In the same population of Paramecium caudatum in which I was able to observe the infections with Holospora elegans, I also found many specimens with unusually large crystals in the cytoplasm (s. fig. 19 a-b). These specimens also all had a strongly deformed macronucleus with crater-shaped depressions. It was striking that these large crystals were never found in specimens infested with Holospora elegans.

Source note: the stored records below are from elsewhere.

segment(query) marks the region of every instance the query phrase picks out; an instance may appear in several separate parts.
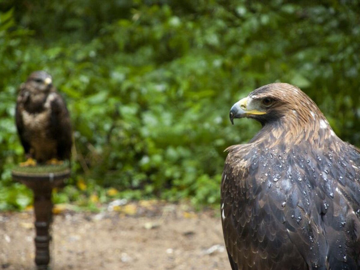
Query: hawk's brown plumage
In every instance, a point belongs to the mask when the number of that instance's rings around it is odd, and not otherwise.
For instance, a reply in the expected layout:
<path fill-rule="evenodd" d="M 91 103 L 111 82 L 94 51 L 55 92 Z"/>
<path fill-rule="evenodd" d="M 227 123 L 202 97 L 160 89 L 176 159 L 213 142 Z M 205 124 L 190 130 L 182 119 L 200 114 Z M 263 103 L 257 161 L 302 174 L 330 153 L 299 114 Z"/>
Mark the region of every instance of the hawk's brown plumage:
<path fill-rule="evenodd" d="M 28 157 L 45 162 L 69 159 L 71 127 L 62 98 L 51 76 L 35 71 L 20 86 L 15 114 L 18 132 Z"/>
<path fill-rule="evenodd" d="M 287 84 L 255 90 L 230 116 L 262 125 L 227 149 L 221 211 L 233 269 L 360 269 L 360 150 Z"/>

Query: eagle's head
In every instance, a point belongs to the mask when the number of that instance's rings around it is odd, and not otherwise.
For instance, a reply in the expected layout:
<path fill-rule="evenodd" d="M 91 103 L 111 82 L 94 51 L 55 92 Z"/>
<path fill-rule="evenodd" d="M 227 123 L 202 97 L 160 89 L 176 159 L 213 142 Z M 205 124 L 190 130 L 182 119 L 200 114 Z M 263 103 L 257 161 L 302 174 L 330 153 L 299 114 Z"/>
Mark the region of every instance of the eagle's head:
<path fill-rule="evenodd" d="M 262 86 L 234 104 L 230 111 L 231 122 L 243 117 L 254 118 L 263 126 L 252 141 L 271 137 L 276 139 L 274 144 L 277 140 L 297 143 L 310 138 L 320 144 L 335 136 L 315 103 L 288 84 Z"/>
<path fill-rule="evenodd" d="M 28 86 L 31 86 L 32 89 L 40 93 L 49 92 L 52 87 L 52 83 L 51 76 L 43 71 L 33 72 L 26 81 Z"/>
<path fill-rule="evenodd" d="M 305 122 L 324 118 L 318 106 L 305 93 L 288 84 L 274 83 L 254 90 L 233 106 L 230 120 L 253 118 L 264 126 L 282 119 Z"/>

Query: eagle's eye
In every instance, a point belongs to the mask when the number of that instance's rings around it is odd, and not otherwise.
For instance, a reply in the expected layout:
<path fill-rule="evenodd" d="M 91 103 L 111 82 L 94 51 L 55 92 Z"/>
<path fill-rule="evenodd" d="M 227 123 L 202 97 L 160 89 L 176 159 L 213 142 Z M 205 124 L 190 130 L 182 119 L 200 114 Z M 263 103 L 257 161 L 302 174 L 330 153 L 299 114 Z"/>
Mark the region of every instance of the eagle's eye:
<path fill-rule="evenodd" d="M 271 99 L 271 98 L 265 98 L 262 100 L 262 105 L 266 107 L 269 107 L 271 106 L 273 102 L 273 99 Z"/>

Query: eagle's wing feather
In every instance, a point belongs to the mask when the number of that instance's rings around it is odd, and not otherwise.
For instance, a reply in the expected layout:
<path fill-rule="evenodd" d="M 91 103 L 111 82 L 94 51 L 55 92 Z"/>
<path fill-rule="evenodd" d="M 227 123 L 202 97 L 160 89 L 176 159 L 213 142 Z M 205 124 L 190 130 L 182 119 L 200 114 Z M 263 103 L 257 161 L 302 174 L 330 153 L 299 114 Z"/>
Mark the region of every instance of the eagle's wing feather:
<path fill-rule="evenodd" d="M 24 135 L 25 129 L 22 114 L 22 112 L 24 110 L 24 104 L 28 98 L 23 84 L 20 86 L 19 92 L 19 94 L 17 99 L 16 107 L 15 109 L 15 121 L 20 141 L 24 148 L 25 154 L 28 154 L 30 151 L 30 142 Z"/>
<path fill-rule="evenodd" d="M 307 205 L 305 198 L 309 188 L 299 181 L 296 189 L 290 185 L 280 188 L 274 178 L 283 176 L 276 172 L 265 175 L 250 150 L 237 146 L 236 154 L 230 151 L 228 155 L 222 182 L 222 221 L 232 267 L 285 269 L 277 266 L 282 261 L 286 269 L 307 269 L 305 253 L 309 265 L 319 265 L 319 258 L 324 257 L 319 253 L 326 251 L 314 243 L 324 243 L 325 237 L 307 214 L 310 207 L 315 207 Z M 239 166 L 247 160 L 251 165 Z"/>
<path fill-rule="evenodd" d="M 57 93 L 54 93 L 50 103 L 50 123 L 52 136 L 57 142 L 59 159 L 70 158 L 72 145 L 71 125 L 65 102 Z"/>

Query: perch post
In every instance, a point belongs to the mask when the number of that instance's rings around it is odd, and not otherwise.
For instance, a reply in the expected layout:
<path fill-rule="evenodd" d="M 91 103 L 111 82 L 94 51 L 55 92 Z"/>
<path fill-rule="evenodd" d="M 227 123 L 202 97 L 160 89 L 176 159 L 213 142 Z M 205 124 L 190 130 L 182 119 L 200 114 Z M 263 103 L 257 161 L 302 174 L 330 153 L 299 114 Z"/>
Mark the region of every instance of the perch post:
<path fill-rule="evenodd" d="M 35 214 L 35 263 L 38 270 L 48 269 L 49 248 L 51 237 L 49 229 L 52 221 L 51 192 L 60 188 L 70 176 L 68 163 L 60 165 L 17 167 L 12 171 L 13 179 L 25 185 L 34 195 Z"/>

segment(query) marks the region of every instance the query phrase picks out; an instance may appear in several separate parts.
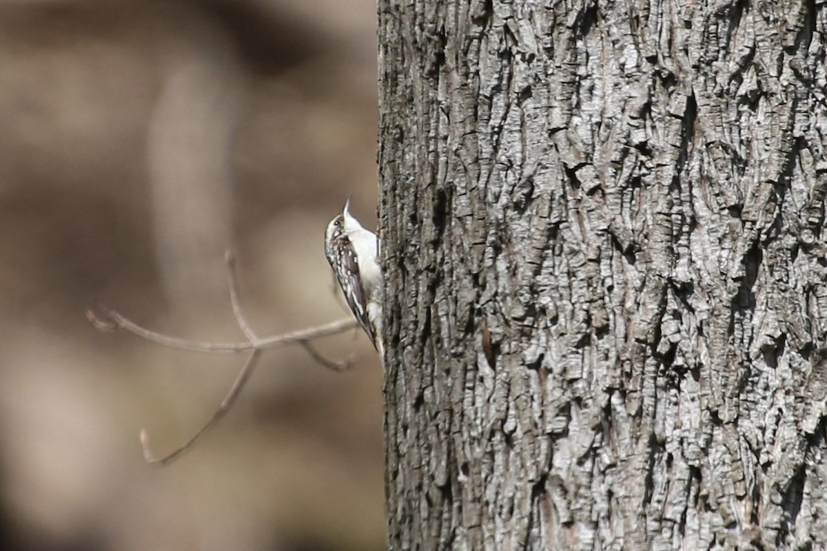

Fig. 19 a-b: Paramecium caudatum. A slightly (a) and a strongly squashed specimen (b) with unusual large crystals scattered in the cytoplasm (arrows). Note the deformed macronucleus (Ma). Obj. 40 X.
One could assume that this is ingested food or the storage crystals often found in Paramecium caudatum. It can be ruled out that the crystals were ingested as food, as they are not found in food vacuoles. The common storage crystals of Paramecium caudatum are mostly drusen-shaped and birefringent, which is why they appear colored in the DIC. However, the long, rod-shaped crystals were not only unusually large at 15–25 µm in length, but also not birefringent (s. figs. 20 and 21). In addition, they were only present in individual specimens, which always showed the deformed macronucleus.The micronucleus was also present in these specimens but slightly enlarged or deformed.
Fig. 20: Paramecium caudatum. A squashed specimen with several of the large, rod-shaped crystals (CR). Note the deformed macronucleus (Ma). CV = contractile vacuole, Mi ?= probably the micronucleus. Obj. 100 X.
Fig. 21: Paramecium caudatum. A second squashed specimen with several of the large, rod-shaped crystals (CR). Ma = macronucleus, Mi = micronucleus. Obj. 100 X.
In a strongly squashed specimens, I was able to observe that the crystals break under the pressure of the coverslip. However, this results in unusual fracture lines, which usually run through the crystal in an S-shape (s. fig. 22). I could not find descriptions of comparable crystals found in Paramecium caudatum in the literature. It remains unclear whether this is the crystallization of an unusual metabolic product or perhaps even virus crystals. I never found these kind of crystals again since 2010.
Fig. 22: Paramecium caudatum. Under strong pressure of the coverslip the rod-shaped crystals start to crack and S-shaped fracture lines become visible (s. left crystal). Obj. 100 X.